ABSTRACT

With the emergence of increasingly small, cheap and robust computing platforms and digital sensing technologies, the potential for embedding computing power into physical artefacts and linked to digital representations in flexible ways is increasing. A number of opportunities for tangible technologies to support learning in new ways have been made. Their very nature seems to foster hands-on learning, providing new explorative ways of interacting with information and engendering a more active approach to learning than traditional computing; digital augmentation offers opportunities to present information not normally available in the physical world e.g., through visualisation or sound (Rogers et al., 2005).

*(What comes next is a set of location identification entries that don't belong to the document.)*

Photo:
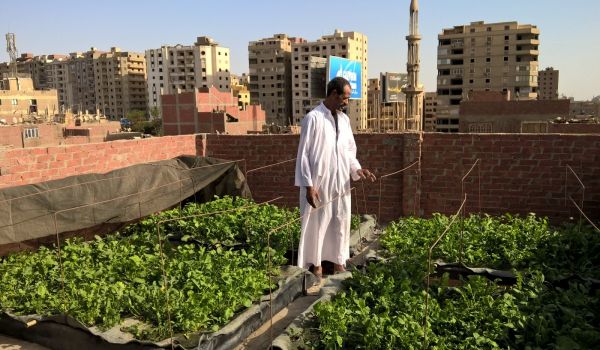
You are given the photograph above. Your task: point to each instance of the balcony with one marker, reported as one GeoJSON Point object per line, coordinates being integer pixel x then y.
{"type": "Point", "coordinates": [527, 41]}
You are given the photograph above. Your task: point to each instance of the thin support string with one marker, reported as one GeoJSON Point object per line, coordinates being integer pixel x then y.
{"type": "Point", "coordinates": [581, 188]}
{"type": "Point", "coordinates": [359, 225]}
{"type": "Point", "coordinates": [583, 214]}
{"type": "Point", "coordinates": [429, 257]}
{"type": "Point", "coordinates": [463, 194]}
{"type": "Point", "coordinates": [165, 285]}
{"type": "Point", "coordinates": [162, 265]}
{"type": "Point", "coordinates": [381, 185]}
{"type": "Point", "coordinates": [60, 266]}
{"type": "Point", "coordinates": [268, 166]}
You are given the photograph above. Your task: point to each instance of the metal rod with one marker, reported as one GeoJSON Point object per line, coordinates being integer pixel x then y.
{"type": "Point", "coordinates": [429, 257]}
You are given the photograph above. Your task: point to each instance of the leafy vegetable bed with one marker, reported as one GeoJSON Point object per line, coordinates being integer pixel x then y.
{"type": "Point", "coordinates": [553, 305]}
{"type": "Point", "coordinates": [216, 266]}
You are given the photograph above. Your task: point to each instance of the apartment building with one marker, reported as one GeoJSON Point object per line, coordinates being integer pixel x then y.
{"type": "Point", "coordinates": [180, 68]}
{"type": "Point", "coordinates": [484, 57]}
{"type": "Point", "coordinates": [430, 112]}
{"type": "Point", "coordinates": [307, 89]}
{"type": "Point", "coordinates": [548, 84]}
{"type": "Point", "coordinates": [20, 101]}
{"type": "Point", "coordinates": [386, 103]}
{"type": "Point", "coordinates": [57, 79]}
{"type": "Point", "coordinates": [81, 86]}
{"type": "Point", "coordinates": [270, 74]}
{"type": "Point", "coordinates": [35, 67]}
{"type": "Point", "coordinates": [120, 82]}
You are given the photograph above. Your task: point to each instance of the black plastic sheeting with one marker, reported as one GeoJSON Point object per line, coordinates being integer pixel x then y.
{"type": "Point", "coordinates": [64, 333]}
{"type": "Point", "coordinates": [120, 196]}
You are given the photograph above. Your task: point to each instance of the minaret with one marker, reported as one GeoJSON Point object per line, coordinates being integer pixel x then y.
{"type": "Point", "coordinates": [413, 89]}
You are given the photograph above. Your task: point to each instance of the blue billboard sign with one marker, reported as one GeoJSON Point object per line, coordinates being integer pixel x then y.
{"type": "Point", "coordinates": [349, 69]}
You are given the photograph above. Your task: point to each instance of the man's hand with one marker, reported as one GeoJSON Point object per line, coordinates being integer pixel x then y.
{"type": "Point", "coordinates": [312, 196]}
{"type": "Point", "coordinates": [365, 174]}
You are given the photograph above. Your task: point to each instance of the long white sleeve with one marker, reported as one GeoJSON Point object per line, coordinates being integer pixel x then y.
{"type": "Point", "coordinates": [303, 176]}
{"type": "Point", "coordinates": [354, 164]}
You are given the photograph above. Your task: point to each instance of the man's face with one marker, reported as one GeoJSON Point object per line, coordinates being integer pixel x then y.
{"type": "Point", "coordinates": [344, 98]}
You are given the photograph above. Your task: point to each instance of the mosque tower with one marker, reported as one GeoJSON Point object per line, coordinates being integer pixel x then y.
{"type": "Point", "coordinates": [413, 89]}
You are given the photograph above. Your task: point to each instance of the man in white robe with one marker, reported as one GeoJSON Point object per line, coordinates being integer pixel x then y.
{"type": "Point", "coordinates": [326, 161]}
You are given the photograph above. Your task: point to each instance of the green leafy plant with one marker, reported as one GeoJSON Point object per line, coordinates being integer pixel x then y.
{"type": "Point", "coordinates": [215, 266]}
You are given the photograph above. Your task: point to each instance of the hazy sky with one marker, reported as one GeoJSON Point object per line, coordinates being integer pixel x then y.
{"type": "Point", "coordinates": [568, 40]}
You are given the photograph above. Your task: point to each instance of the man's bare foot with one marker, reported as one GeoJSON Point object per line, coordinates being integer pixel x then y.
{"type": "Point", "coordinates": [318, 271]}
{"type": "Point", "coordinates": [338, 268]}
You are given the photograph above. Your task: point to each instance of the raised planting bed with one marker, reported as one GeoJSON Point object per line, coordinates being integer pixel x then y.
{"type": "Point", "coordinates": [553, 302]}
{"type": "Point", "coordinates": [121, 290]}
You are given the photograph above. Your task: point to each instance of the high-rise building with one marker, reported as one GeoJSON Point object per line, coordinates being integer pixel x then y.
{"type": "Point", "coordinates": [430, 103]}
{"type": "Point", "coordinates": [386, 103]}
{"type": "Point", "coordinates": [308, 89]}
{"type": "Point", "coordinates": [484, 57]}
{"type": "Point", "coordinates": [179, 68]}
{"type": "Point", "coordinates": [120, 82]}
{"type": "Point", "coordinates": [271, 76]}
{"type": "Point", "coordinates": [548, 84]}
{"type": "Point", "coordinates": [34, 67]}
{"type": "Point", "coordinates": [19, 102]}
{"type": "Point", "coordinates": [81, 87]}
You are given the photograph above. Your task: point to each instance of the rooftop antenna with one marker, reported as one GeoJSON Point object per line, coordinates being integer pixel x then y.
{"type": "Point", "coordinates": [11, 48]}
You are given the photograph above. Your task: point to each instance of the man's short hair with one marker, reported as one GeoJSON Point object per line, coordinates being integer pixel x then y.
{"type": "Point", "coordinates": [337, 84]}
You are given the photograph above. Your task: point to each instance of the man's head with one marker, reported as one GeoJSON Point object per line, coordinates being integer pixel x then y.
{"type": "Point", "coordinates": [338, 93]}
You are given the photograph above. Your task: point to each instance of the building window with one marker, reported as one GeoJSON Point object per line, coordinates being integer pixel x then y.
{"type": "Point", "coordinates": [31, 133]}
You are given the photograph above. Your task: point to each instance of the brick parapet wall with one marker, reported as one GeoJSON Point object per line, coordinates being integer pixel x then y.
{"type": "Point", "coordinates": [32, 165]}
{"type": "Point", "coordinates": [382, 153]}
{"type": "Point", "coordinates": [520, 173]}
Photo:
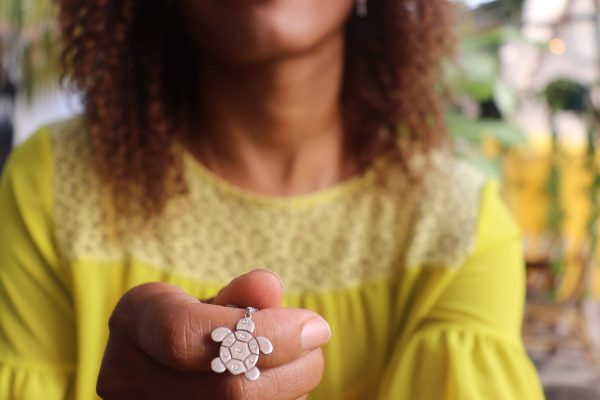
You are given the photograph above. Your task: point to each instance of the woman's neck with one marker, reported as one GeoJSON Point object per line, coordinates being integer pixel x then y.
{"type": "Point", "coordinates": [275, 128]}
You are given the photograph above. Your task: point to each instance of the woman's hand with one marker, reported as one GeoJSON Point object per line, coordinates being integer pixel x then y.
{"type": "Point", "coordinates": [160, 346]}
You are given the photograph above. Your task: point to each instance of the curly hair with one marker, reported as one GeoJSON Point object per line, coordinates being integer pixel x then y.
{"type": "Point", "coordinates": [137, 69]}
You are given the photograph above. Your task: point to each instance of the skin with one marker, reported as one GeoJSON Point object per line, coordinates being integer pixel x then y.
{"type": "Point", "coordinates": [269, 122]}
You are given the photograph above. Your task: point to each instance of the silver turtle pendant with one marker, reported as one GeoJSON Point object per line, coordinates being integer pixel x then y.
{"type": "Point", "coordinates": [240, 350]}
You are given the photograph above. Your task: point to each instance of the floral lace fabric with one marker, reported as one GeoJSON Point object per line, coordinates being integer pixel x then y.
{"type": "Point", "coordinates": [357, 231]}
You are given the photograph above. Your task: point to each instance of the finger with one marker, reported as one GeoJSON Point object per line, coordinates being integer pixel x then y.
{"type": "Point", "coordinates": [260, 288]}
{"type": "Point", "coordinates": [174, 328]}
{"type": "Point", "coordinates": [137, 376]}
{"type": "Point", "coordinates": [286, 382]}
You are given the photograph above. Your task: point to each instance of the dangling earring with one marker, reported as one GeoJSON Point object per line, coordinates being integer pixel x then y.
{"type": "Point", "coordinates": [361, 8]}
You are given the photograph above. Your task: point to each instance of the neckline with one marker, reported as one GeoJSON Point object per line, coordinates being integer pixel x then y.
{"type": "Point", "coordinates": [345, 187]}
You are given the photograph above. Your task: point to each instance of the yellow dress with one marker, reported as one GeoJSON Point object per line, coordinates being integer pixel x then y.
{"type": "Point", "coordinates": [423, 287]}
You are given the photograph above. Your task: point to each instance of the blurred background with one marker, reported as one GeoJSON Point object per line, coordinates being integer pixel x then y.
{"type": "Point", "coordinates": [524, 107]}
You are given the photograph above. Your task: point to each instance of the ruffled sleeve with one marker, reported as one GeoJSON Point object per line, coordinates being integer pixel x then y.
{"type": "Point", "coordinates": [37, 329]}
{"type": "Point", "coordinates": [468, 345]}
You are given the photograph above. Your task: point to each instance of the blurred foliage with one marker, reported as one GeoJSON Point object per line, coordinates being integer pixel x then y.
{"type": "Point", "coordinates": [483, 103]}
{"type": "Point", "coordinates": [29, 45]}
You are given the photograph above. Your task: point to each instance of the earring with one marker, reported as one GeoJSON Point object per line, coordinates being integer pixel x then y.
{"type": "Point", "coordinates": [361, 8]}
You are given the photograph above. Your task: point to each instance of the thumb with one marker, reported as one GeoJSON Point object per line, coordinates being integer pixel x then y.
{"type": "Point", "coordinates": [260, 288]}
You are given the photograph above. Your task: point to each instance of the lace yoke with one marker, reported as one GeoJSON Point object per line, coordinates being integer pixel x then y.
{"type": "Point", "coordinates": [357, 231]}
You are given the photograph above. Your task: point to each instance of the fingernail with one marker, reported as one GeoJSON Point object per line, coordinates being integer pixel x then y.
{"type": "Point", "coordinates": [270, 272]}
{"type": "Point", "coordinates": [315, 333]}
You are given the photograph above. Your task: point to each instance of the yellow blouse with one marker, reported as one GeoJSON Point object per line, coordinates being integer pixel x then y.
{"type": "Point", "coordinates": [423, 286]}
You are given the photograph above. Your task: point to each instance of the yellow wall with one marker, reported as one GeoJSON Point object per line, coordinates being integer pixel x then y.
{"type": "Point", "coordinates": [526, 175]}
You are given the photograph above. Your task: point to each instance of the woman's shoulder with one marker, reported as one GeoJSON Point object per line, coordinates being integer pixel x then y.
{"type": "Point", "coordinates": [445, 210]}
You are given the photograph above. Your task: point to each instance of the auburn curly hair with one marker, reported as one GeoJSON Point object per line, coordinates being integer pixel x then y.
{"type": "Point", "coordinates": [136, 66]}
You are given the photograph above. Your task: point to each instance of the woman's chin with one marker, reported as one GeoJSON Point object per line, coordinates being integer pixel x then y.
{"type": "Point", "coordinates": [263, 32]}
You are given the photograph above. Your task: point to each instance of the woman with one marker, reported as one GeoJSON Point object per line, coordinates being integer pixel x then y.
{"type": "Point", "coordinates": [299, 136]}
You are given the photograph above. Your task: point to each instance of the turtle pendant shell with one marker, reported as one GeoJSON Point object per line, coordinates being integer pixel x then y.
{"type": "Point", "coordinates": [239, 351]}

In this chapter we adopt a broad definition of ‘tangibles’, following Shaer and Hornecker (2010): ‘Interfaces that are concerned with providing tangible representations to digital information and controls, allowing users to quite literally grasp data with their hand and effect functionality by physical manipulations of these representations.’ Examples of tangible systems designed to support learning include Resnick et al.’s (1998) pioneering digital manipulatives, Bakker, Antle and Van Den Hoven’s (2012) Moving Sound Tangibles and Horn and Jacob’s (2007) tangible programming blocks (see Figures 25.1a, 25.1b, and 25.1c). See Shaer and Hornecker (2010) for a detailed introduction to research on tangible interfaces.